Solved: The Bug That Haunted AI Video For Years

Two Minute Papers| 00:09:35|Apr 29, 2026

Chapters9

Discusses how AI can produce photorealistic frames but motion often feels off, and that more compute alone does not fix it.

Two Minute Papers reveals a clever fix for AI motion errors: trim the junk data, compress learning signals, and let the model remember the right physics with Johnson–Lindenstrauss projections.

Summary

In this episode, Dr. Károly Zsolnai-Fehér breaks down why motion is the Achilles’ heel for AI-generated videos, despite photorealism being excellent. He highlights that simply cranking up compute or data doesn’t fix messy motion and demonstrates a smarter approach: separating how things move from how they look. The key idea is a motion masking step using optical flow applied to the AI’s internal learning signals, not the video itself, to locate where decisions come from. Faced with memory constraints from models with over a billion parameters, the team compresses these signals down to 512 numbers using the Johnson–Lindenstrauss projection—retaining essential distances while slashing storage needs. They show that removing “bad influences” (negative samples like cartoons with conflicting physics) before fine-tuning yields far more accurate motion, exemplified by a spinning coin stabilizing on the correct axis and a more realistic ball. The paper’s user study reports a 74.1% win rate over the original across 50 videos and 17 participants. Dr. Zsolnai-Fehér emphasizes that this approach proves you don’t need more data to improve learning—just better data and a cleaner signal. He closes with the broader takeaway: separate truth from noise, verify what you hear, and embrace quality information over quantity. The promise of free code adds to the excitement about where this research is headed.

Key Takeaways

Motion accuracy in AI video hinges on separating motion from appearance, then aligning learning signals accordingly.
Negative samples like cartoons with rubbery physics can mislead AI training and degrade motion realism.
Cutting out bad influences and fine-tuning with good examples dramatically improves results (e.g., spinning coin on the correct axis).
Johnson–Lindenstrauss projection reduces 1+ billion learning parameters to 512 dimensions with preserved relative distances, enabling feasible memory use.
The study reports a 74.1% win rate for the new method over the original across 50 videos and 17 participants.
OpenAI’s Sora-style high-compute trajectories show that brute force isn’t the answer; smarter data handling yields better motion.
The researchers promise to release code for free, accelerating practical adoption of the method.

Who Is This For?

Essential viewing for AI/ML researchers and practitioners working on video synthesis and motion realism, plus developers curious about efficient learning signal compression and robust training with selective data.

Notable Quotes

"What about motion? Well, now we got a problem! Yup, motion breaks the spell."
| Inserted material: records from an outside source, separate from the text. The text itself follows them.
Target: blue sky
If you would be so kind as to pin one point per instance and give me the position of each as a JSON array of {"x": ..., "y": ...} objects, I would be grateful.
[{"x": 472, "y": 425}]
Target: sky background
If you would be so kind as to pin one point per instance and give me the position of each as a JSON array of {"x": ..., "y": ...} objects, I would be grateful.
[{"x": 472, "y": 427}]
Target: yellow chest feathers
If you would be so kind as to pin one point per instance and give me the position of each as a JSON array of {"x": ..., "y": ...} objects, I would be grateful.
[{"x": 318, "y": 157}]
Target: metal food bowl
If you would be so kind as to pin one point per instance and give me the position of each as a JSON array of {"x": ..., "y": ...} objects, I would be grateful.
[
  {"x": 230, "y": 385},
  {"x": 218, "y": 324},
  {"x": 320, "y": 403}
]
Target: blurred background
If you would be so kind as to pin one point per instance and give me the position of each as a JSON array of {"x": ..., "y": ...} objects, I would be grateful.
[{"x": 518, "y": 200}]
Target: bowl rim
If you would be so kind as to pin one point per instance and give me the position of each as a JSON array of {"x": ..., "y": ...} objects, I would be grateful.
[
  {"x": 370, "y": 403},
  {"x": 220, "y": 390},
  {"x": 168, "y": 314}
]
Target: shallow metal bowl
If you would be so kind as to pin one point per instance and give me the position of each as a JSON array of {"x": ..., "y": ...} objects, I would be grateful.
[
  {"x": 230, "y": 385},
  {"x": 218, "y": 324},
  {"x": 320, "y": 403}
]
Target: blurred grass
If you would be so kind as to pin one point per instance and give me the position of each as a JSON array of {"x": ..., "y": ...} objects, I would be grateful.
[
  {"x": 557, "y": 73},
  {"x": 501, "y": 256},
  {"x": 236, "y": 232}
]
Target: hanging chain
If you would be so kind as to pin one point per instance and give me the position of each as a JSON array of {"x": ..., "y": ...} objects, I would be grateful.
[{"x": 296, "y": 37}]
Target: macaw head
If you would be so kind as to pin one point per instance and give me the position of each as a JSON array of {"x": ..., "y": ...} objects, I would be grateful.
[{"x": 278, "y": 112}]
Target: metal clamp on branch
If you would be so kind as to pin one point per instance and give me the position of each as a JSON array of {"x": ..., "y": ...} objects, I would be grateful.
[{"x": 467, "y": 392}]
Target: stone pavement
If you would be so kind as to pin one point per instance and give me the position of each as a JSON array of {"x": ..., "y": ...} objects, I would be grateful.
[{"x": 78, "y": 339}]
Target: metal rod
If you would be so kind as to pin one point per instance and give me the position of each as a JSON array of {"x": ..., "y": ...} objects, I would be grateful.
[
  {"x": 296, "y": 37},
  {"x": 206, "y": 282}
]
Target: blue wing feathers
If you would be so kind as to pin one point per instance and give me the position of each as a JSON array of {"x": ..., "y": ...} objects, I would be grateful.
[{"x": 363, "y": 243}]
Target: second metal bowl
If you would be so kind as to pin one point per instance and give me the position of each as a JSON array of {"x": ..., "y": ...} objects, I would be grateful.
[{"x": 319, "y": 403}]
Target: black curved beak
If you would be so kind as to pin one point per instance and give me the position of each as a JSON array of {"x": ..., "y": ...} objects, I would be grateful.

—Sets up the central problem: motion realism is harder than photorealism.

"After cutting out these bad influences and fine-tuning the AI with the good ones, look at that! That is a beautiful spinning coin."

—Shows the core experimental result of removing negative samples.

"The technique they use is called the Johnson–Lindenstrauss projection and it was used in Google’s TurboQuant compression algorithm as well."

—Explains the memory-efficient data compression method.

"Truth is the best teacher. And you don’t need a lot of it."

—Wraps the broader takeaway about quality over quantity in data.

"This technique just showed a tiny clean signal beats a mountain of junk."

—Summarizes the main impact of the research finding.

Questions This Video Answers

How can optical flow be used to separate motion from appearance in AI video models?
Why do negative samples like cartoons harm motion learning in AI, and how can we mitigate it?
What is Johnson–Lindenstrauss projection and why is it useful for compressing learning signals in large models?
Can memory-efficient projections keep learning signals accurate enough for video synthesis?
Will the code for the new motion-learning method be released for public use?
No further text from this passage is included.